Os malucos da pandemia

Nota à la Minuta
Sexta-feira, 26 Março 2021
Os malucos da pandemia
  • Alberto Magalhães

 

 

O juiz Rui Fonseca e Castro, um dos organizadores da manifestação anti-confinamento (ou negacionista, como lhe chamam alguns), faz lembrar aqueles juízes de filme americano, com uma concepção de Justiça muito peculiar, tão peculiar que acaba por ser ostensivamente ilegal. Colocado este mês no tribunal de Odemira, depois de uma interrupção na carreira para exercer advocacia, o homem mostrou-se fecundo em arranjar problemas, culminando na interrupção de um julgamento urgente de um caso de violência doméstica, sob pretexto de o procurador e o escrivão se recusarem (e bem!) a retirar as máscaras, apresentando-se ele de rosto bem destapado.

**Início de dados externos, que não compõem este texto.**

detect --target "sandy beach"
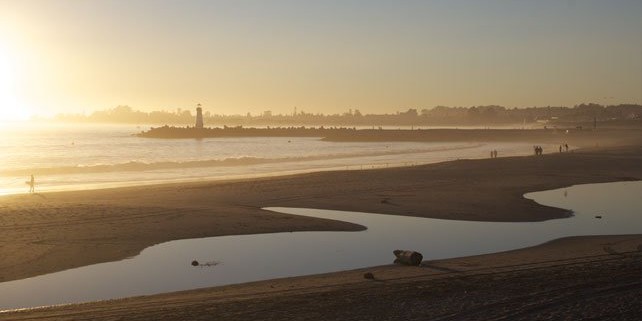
[0,145,642,320]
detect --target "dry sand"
[0,145,642,320]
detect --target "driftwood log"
[392,250,424,265]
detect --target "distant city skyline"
[0,0,642,119]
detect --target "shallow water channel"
[0,181,642,310]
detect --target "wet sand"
[0,145,642,320]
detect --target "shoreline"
[0,146,642,318]
[0,146,642,281]
[0,234,642,320]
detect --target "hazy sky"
[0,0,642,117]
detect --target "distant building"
[196,104,203,128]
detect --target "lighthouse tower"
[196,104,203,128]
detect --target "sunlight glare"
[0,42,31,122]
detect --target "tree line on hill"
[55,103,642,126]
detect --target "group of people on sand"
[533,145,544,156]
[560,144,568,153]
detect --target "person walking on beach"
[27,174,36,194]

Temos então um juiz que se recusa a cumprir a lei, aprovada na Assembleia da República, com base no Estado de Emergência decretado pelo Presidente, nos termos da Constituição. Pior, que se sente no direito de coagir os outros a segui-lo, no que acha ser o seu direito de resistência. Isto depois de ter ajudado a organizar uma manifestação onde a maioria não usou máscara, nem manteve distanciamento, e só não rendeu uma boa maquia ao Estado em multas, porque a polícia achou por bem não ajudar à festa, provocando um motim. Entretanto, o homem dá uma entrevista em que afirma que o país é governado por uma “associação de malfeitores”, só faltando dizer que o mundo é governado por uma seita de pedófilos, que se reúnem na cave de um famoso café ao Chiado.

O juiz foi suspenso preventivamente, enquanto decorre um processo disciplinar, imposto pelo Conselho Superior de Magistratura. Mas os “juristas pela verdade”, de que foi um dos fundadores, os “médicos pela verdade”, os combatentes anti-vacinas, e outros desvairados, continuarão a proliferar tanto mais, quanto os erros de acção e comunicação forem sendo acumulados por quem manda.